…y también seremos habitantes de una noche en que se fundirá la infinitud de todo lo creado, el temor del momento preciso, la fiel memoria de lo no ocurrido
[RODRIGO GARDELLA]
LEYENDO A BORGES
Los rayos del sol parecen tallar con luces y sombras tu cuerpo de mármol, blanco y terso. Boca abajo, los brazos aferrados a la almohada, las sábanas enroscadas en tus piernas, estorbando. Desde hace rato busco alguna imperfección para confirmar que no se trata de una ilusión. ¡Hasta la cicatriz es armoniosa! Podría permanecer el día entero contemplándote, pero no quiero que se enfríe el café. Te despierto con unos golpecitos en la espalda.

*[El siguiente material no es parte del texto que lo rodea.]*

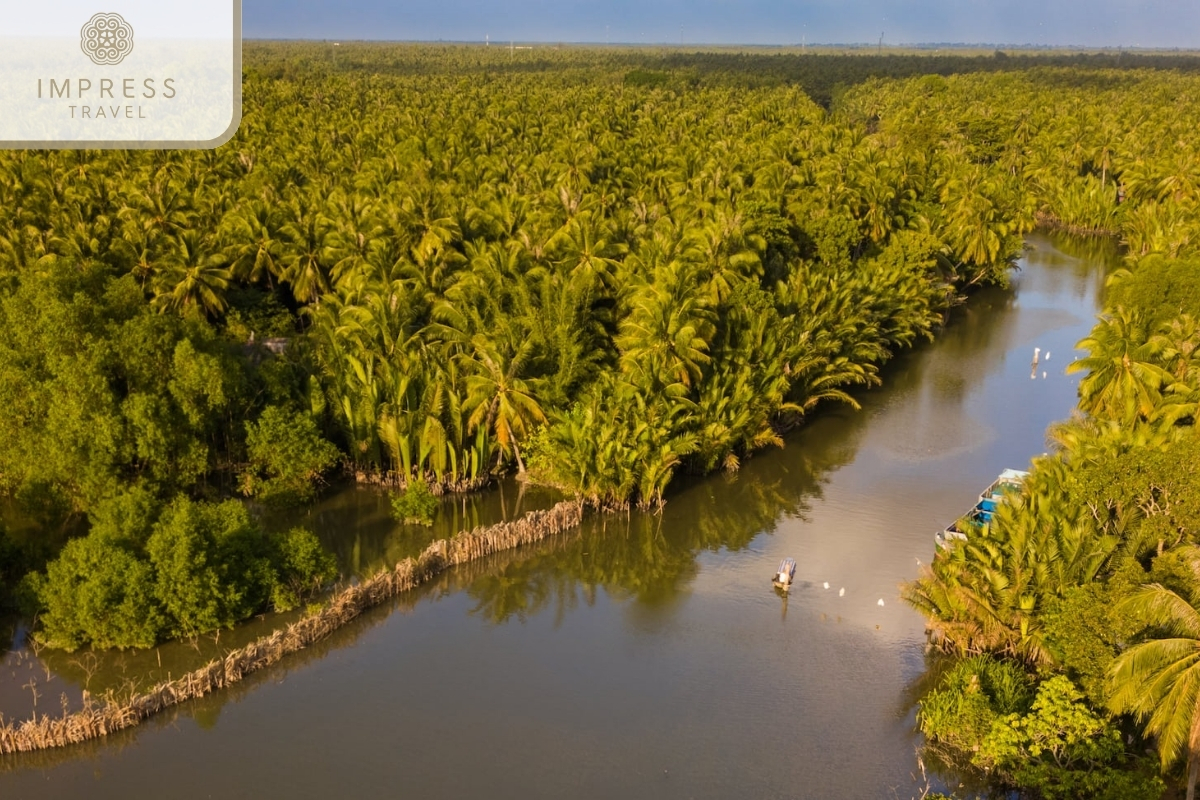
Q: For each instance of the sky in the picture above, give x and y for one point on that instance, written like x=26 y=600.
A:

Te quitás el flequillo de la frente, examinás la habitación como si no reconocieras el lugar y te alterás al ver la mesa servida para dos.
—¿Alguien más sabe que estoy acá?
Niego con la cabeza.
—Es muy arriesgado —me explicás y te bebés el café de un sorbo, sin azúcar ni leche.
—¡Qué importa después de lo de anoche! —celebro.
—Me envió la Viuda.
Se me hiela la sangre. Y en ese momento me doy cuenta. Lo entiendo todo, pero ya es tarde para arrepentirme.
Caminás hasta la ventana cubriéndote la desnudez con la sábana. Te quedás allí, eclipsando la claridad de la mañana con tu cuerpo.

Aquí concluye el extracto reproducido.